MEASUREMENT OF RETAIL CONCENTRATION AND VARIETY IN VERTICALLY-USED LARGE-SCALE RETAIL PROPERTIES
Tony ShunTe Yuo
ERES from European Real Estate Society (ERES)
Abstract:
One of the features of compact city is high density and more vertically-used of floorspaces. A multi-unit retail property is the agglomeration of retailers and service providers seeking maximum profit in an architecturally unified building or buildings. Owing to its consumer-oriented nature, the smoothness of pedestrian flows and the efficiency of space allocation are the major concerns for developers and operators. Thus the design of the shopper's circulation needs to consider product varieties, the purposes and behaviours of incoming consumers, and other operational issues. Normally, even with elevators and escalators, vertically movements for shoppers are advised to be avoided. This is because the higher the floor levels the less the motivation; and the higher the searching costs for shoppers. Therefore, the maximum number of floor levels in 148 UK regional shopping centres in 2002 is only 4 levels. However, it is difficult to prevent vertical use of retail buildings in precious central urban areas. In the existing 70 large-scale (over 300,000 sq ft.) shopping centres and department stores, these buildings are with 10 floor levels in average and two of the department stores even with 19 levels.
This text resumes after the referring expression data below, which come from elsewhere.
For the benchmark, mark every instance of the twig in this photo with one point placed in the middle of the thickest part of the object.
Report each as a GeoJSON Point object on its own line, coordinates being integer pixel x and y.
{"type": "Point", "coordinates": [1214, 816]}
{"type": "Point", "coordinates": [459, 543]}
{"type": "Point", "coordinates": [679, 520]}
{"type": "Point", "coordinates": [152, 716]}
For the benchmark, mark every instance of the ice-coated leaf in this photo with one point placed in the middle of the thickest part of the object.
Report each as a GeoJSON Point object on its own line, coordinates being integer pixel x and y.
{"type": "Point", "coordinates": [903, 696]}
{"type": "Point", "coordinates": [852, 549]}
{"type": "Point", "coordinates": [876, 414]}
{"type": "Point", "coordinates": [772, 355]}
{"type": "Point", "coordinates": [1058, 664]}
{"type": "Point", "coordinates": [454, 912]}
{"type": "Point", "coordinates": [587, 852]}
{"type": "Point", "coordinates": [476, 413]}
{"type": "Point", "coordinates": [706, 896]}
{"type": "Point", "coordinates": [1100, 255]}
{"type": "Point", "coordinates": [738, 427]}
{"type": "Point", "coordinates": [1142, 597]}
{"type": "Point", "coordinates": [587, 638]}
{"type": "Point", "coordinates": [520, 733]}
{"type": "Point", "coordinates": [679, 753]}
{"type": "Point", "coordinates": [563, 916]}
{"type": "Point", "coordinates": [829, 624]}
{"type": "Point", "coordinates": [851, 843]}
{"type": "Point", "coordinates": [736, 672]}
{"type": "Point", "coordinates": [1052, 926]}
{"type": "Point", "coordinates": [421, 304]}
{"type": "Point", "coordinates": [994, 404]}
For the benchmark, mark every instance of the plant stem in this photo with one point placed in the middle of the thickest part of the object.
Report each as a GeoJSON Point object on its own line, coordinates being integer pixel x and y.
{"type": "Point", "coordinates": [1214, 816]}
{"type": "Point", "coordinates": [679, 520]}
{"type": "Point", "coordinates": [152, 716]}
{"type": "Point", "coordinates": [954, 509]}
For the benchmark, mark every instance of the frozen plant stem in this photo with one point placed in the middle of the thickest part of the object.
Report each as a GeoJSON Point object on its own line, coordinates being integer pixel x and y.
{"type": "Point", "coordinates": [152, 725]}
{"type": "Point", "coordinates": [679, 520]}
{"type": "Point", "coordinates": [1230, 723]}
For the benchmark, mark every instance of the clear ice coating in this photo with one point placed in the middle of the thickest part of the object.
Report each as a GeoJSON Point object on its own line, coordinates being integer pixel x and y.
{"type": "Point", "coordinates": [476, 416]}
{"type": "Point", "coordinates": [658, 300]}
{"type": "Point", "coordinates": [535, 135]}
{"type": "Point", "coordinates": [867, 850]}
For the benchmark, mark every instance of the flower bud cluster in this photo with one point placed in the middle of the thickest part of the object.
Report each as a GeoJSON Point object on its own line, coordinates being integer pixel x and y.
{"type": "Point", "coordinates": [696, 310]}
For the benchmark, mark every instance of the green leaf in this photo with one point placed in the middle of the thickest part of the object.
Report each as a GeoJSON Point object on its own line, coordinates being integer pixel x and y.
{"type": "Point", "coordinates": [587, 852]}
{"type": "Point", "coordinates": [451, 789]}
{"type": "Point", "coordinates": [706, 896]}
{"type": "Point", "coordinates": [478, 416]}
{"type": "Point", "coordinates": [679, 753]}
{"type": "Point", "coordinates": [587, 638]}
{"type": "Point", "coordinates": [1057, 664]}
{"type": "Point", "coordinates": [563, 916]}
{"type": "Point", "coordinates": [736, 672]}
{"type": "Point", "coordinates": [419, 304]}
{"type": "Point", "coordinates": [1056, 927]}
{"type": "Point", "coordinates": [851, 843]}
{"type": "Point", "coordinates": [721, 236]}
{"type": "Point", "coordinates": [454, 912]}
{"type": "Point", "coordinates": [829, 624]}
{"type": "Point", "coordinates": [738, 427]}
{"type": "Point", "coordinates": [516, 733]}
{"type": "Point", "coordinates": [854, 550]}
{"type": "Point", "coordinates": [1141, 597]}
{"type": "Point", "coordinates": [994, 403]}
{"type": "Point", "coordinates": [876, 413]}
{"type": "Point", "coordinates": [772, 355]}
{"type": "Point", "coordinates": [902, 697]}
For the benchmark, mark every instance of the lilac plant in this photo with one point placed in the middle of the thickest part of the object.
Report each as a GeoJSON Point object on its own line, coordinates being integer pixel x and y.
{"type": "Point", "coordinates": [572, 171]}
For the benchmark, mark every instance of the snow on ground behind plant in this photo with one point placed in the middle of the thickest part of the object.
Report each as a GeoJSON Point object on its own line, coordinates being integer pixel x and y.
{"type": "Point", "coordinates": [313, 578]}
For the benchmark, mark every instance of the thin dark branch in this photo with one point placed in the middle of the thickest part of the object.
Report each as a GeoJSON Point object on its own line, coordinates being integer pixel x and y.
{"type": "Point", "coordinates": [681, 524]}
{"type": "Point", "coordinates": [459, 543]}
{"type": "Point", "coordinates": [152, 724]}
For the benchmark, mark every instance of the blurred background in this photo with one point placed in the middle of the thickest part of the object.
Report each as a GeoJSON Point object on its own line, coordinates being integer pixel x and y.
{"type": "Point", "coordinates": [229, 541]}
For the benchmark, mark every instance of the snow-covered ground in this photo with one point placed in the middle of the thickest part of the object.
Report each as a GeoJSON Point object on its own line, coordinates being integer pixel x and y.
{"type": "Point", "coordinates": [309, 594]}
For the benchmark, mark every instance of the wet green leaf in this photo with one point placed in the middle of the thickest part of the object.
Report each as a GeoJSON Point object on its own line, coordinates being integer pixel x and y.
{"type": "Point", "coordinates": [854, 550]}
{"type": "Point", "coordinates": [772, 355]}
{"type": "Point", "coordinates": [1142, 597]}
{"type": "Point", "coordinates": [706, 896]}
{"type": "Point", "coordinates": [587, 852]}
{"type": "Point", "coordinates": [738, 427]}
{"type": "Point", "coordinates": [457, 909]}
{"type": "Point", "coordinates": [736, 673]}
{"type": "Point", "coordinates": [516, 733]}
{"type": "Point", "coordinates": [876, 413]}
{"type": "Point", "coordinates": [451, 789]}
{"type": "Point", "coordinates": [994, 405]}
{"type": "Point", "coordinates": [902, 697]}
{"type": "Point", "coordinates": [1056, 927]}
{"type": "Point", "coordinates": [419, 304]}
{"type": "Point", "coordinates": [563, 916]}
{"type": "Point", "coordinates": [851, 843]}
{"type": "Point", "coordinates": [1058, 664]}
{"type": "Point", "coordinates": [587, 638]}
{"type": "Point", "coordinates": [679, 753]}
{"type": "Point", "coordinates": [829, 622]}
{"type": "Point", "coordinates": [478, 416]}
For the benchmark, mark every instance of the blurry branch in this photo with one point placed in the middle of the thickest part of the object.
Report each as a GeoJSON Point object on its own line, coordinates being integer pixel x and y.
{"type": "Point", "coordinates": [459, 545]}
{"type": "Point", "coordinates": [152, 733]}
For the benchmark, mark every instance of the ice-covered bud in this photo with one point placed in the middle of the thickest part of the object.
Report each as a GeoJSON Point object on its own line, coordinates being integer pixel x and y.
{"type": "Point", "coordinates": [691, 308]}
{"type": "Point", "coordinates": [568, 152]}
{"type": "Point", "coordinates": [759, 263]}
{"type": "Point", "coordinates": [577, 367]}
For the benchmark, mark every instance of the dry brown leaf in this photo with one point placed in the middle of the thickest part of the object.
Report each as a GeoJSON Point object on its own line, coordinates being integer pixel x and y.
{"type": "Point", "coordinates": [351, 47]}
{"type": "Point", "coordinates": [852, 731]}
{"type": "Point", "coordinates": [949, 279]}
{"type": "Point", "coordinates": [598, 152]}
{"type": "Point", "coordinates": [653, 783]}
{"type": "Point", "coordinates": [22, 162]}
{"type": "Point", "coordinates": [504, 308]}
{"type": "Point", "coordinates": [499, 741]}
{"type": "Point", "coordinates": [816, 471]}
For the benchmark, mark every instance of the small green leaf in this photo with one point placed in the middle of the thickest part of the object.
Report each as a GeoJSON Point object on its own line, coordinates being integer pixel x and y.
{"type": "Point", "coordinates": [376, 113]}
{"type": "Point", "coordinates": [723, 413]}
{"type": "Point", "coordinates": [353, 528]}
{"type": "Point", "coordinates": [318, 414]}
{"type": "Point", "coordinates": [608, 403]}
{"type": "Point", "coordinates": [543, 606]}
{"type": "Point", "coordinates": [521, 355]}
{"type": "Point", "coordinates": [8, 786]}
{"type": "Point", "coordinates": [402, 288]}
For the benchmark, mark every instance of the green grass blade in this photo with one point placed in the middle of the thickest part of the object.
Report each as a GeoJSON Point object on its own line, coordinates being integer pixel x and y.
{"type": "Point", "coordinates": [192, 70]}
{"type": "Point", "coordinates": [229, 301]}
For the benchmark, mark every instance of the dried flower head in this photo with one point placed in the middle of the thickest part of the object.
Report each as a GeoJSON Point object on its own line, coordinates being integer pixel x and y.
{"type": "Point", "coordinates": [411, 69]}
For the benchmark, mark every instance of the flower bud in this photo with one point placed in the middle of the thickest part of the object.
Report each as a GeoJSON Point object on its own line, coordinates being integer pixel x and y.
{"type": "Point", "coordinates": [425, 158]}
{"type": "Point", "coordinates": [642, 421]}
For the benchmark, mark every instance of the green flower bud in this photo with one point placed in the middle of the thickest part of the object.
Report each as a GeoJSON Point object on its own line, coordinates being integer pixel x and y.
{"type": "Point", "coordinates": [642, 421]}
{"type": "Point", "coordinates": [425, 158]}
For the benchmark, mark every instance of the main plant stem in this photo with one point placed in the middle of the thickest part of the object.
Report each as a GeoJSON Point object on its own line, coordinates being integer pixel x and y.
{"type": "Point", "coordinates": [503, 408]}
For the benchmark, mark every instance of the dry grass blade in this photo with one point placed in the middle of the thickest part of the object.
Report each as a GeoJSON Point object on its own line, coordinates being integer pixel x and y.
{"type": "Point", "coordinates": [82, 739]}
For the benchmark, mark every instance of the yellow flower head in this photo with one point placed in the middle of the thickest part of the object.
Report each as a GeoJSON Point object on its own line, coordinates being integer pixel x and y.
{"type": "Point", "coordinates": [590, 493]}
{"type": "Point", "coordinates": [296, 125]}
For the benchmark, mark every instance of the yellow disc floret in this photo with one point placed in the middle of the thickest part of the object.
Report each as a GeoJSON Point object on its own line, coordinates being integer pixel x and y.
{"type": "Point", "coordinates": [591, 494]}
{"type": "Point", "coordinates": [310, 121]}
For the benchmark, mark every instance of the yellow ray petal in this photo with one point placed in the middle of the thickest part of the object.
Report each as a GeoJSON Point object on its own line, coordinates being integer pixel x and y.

With the spatial data generated from GIS software, this paper aims to reveal the efficiency concerns of the usage of floorspace. And one of the reasons for departmentalizing of retail categories in these high-rise retail properties is to transform non-purposive shoppers into purposive and guided shoppers, which is an opposition from the dispersion result suggested by Carter and Haloupek (2002). The higher and more complex the building is, the more purposive and logical of product variety is needed for customer searching. Hence, retail concentration is a necessity in these properties.